SMMA told the committee the MSBA requires LEED Silver minimum and the specialized stretch code pathway can yield up to 4% additional reimbursement. SMMA said all‑electric heating/cooling is a code pathway option and that geothermal remains possible but requires geotechnical and test‑well work to determine feasibility and cost.

SMMA advised the committee that MSBA and state code pathways will shape the high school’s mechanical and sustainability strategy.

"They require the LEED green building certification standard. The school has to be compliant with the LEED silver minimum," SMMA’s sustainable design lead said during the presentation. SMMA explained that meeting the Massachusetts specialized stretch energy code—and demonstrating healthy material choices—could yield an additional roughly 4% reimbursement from MSBA (3% for the stretch code pathway and 1% for healthy materials under MSBA criteria).

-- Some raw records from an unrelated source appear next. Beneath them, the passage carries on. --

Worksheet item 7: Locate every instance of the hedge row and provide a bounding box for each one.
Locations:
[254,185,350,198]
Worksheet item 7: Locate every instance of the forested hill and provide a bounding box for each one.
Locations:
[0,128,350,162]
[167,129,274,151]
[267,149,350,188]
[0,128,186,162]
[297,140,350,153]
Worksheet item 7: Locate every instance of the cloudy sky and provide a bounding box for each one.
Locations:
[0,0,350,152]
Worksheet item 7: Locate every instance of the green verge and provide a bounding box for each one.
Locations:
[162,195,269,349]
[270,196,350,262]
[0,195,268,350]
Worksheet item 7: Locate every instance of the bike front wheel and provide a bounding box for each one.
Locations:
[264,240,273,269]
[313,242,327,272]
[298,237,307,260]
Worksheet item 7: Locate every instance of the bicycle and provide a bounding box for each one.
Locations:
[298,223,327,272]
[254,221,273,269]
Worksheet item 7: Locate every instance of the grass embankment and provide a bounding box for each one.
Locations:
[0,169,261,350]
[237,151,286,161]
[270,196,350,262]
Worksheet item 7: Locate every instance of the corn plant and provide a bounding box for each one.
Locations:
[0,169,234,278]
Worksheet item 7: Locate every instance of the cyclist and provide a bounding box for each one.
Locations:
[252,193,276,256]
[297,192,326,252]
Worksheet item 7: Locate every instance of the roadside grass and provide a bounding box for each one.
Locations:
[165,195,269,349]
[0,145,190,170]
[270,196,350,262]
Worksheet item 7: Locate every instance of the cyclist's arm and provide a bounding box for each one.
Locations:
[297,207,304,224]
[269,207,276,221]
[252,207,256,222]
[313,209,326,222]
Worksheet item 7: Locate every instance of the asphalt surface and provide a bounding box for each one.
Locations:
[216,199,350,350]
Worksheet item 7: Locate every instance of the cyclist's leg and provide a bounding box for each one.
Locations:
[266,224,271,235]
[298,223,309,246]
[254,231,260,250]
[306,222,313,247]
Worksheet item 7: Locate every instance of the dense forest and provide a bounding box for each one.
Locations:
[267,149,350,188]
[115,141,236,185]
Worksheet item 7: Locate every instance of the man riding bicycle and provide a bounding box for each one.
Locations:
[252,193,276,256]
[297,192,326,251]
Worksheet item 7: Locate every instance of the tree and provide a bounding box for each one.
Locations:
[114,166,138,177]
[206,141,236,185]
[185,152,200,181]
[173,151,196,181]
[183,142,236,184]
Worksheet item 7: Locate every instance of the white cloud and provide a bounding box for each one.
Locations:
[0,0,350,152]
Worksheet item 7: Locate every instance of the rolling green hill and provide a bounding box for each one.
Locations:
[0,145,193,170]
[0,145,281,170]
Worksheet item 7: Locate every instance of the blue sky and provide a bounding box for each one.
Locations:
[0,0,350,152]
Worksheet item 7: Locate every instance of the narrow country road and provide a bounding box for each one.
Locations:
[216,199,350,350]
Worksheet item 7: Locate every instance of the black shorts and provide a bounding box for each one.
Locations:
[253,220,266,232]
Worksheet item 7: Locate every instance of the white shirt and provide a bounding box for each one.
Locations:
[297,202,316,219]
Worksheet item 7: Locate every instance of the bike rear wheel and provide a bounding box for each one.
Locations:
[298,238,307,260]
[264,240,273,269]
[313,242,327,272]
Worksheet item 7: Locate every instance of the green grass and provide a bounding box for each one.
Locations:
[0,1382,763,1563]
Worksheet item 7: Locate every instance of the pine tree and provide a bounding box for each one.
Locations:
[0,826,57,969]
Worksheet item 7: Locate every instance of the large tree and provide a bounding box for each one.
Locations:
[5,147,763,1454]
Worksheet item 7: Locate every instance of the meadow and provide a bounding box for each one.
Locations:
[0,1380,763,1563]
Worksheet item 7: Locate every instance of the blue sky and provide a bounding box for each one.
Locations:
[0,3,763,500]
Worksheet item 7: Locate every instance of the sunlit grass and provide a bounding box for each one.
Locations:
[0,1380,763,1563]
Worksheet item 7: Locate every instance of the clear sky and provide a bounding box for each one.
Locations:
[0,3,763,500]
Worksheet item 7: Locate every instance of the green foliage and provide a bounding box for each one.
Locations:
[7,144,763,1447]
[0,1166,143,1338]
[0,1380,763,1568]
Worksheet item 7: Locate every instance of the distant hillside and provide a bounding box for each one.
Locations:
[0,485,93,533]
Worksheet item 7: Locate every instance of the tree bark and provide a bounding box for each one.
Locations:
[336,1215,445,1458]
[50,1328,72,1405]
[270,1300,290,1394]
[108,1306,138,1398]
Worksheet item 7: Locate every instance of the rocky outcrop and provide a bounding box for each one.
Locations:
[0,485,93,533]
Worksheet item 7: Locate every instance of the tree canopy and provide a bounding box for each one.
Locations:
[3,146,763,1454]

SMMA said meeting the stretch code generally requires high‑performance HVAC strategies and that the code for schools is moving toward all‑electric heating and cooling pathways. The design team named TransSolar as a consultant for energy performance and said they will explore net‑zero options if the committee expresses interest and the budget permits.

On geothermal, the committee discussed the practical uncertainties: drilling depth, rock conditions, casing costs, and land use for well fields. SMMA and committee members emphasized that geotechnical and geophysical testing and productivity tests for wells are required to determine feasibility and capital cost. One participant noted test wells sometimes require deeper casing when rock fractures are encountered, which raises drilling and capital costs and can push a community to pursue air‑source heat pump alternatives.

Why it matters: energy strategy affects upfront capital costs, lifecycle operating costs, and MSBA reimbursement. SMMA recommended evaluating energy performance in PDP so options and their operating savings are transparent before the PSR and budget setting.

Provenance: sustainability overview introduced during SMMA’s presentation and continued through Q&A and later geotechnical discussion (topic intro: transcript 5100.86–5175.655; topic finish: transcript 7746.1–7810.4453).